Source: Banque de France, Data.gouv.fr, Directorate-General for Planning, Housing and Nature (DGALN), Directorate for Housing, Urban Planning and Landscapes (DHUP), INSEE, Ministry for Ecological Transition and Territorial Cohesion, OpenStreetMap, BNP Paribas calculations

This seemingly contradictory finding can be explained by the relatively low real estate purchasing capacity in 2020 in the tightest markets. In 2015, these geographical areas (A, A bis) already had price-to-income ratios significantly above the national average. The subsequent surge in prices exacerbated the decline in households’ solvency until the health crisis. This crisis seems to have marked a distinct shift in the hierarchy of price trends:

- Between 2020 and 2022, the tightest housing markets (A bis) were characterised by virtually stagnant prices (from a high level), while prices continued to rise significantly in other areas.
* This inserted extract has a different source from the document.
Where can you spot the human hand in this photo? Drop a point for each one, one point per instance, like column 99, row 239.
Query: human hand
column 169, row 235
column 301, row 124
Consequently, buyers were able to fully capitalise on the impact of their nominal income increases on their purchasing capacity.

- Between Q3 2022 and Q1 2024, the increase in lending costs for house purchase was accompanied by a more pronounced drop in housing prices in areas where demand outstrips supply: -13% in zone A bis, compared with -7% in zone B1, -4% in zone B2 and -5% in zone C.

- Since Q2 2024, prices have shown relative stability across all zoning categories.

These developments indicate that households’ real estate purchasing capacity reached a critical threshold in 2020 in areas with the tightest housing markets. As income[3] and the cost of credit are changing in a relatively homogeneous manner[4] at the national level, it is mainly price dynamics that account for the differences observed between areas. In the tightest housing markets, the stagnation and then decline in prices have therefore had a positive impact: they have facilitated a recovery in real estate purchasing capacity and has given new impetus to transaction volumes.

[1] ABC zoning, as calculated by the Ministry of Housing, is designed to categorise areas based on the gap between housing supply and demand. This level of constraint is assessed through "territorial dynamics" (which include the dynamics of living areas, demographic trends, etc.) and various indicators (particularly housing prices and rents).

[2] The real estate purchasing capacity index quantifies the surface that can be purchased on credit by a typical household in each period. This index is based on gross disposable income per household, the average interest rate on new loans, the average initial maturity and second-hand property prices (see France: Rising property prices could be hampered by the slowdown in the rebound in households’ real estate purchasing capacity).

[3] This occurs despite the existence of regional income disparities, which can be significant but remained relatively stable over the period studied.

[4] As income and the cost of credit progress in a relatively uniform manner at the national level, national indicators provide a reasonable approximation of regional trends. In our calculations, only house price indices are specific to each area.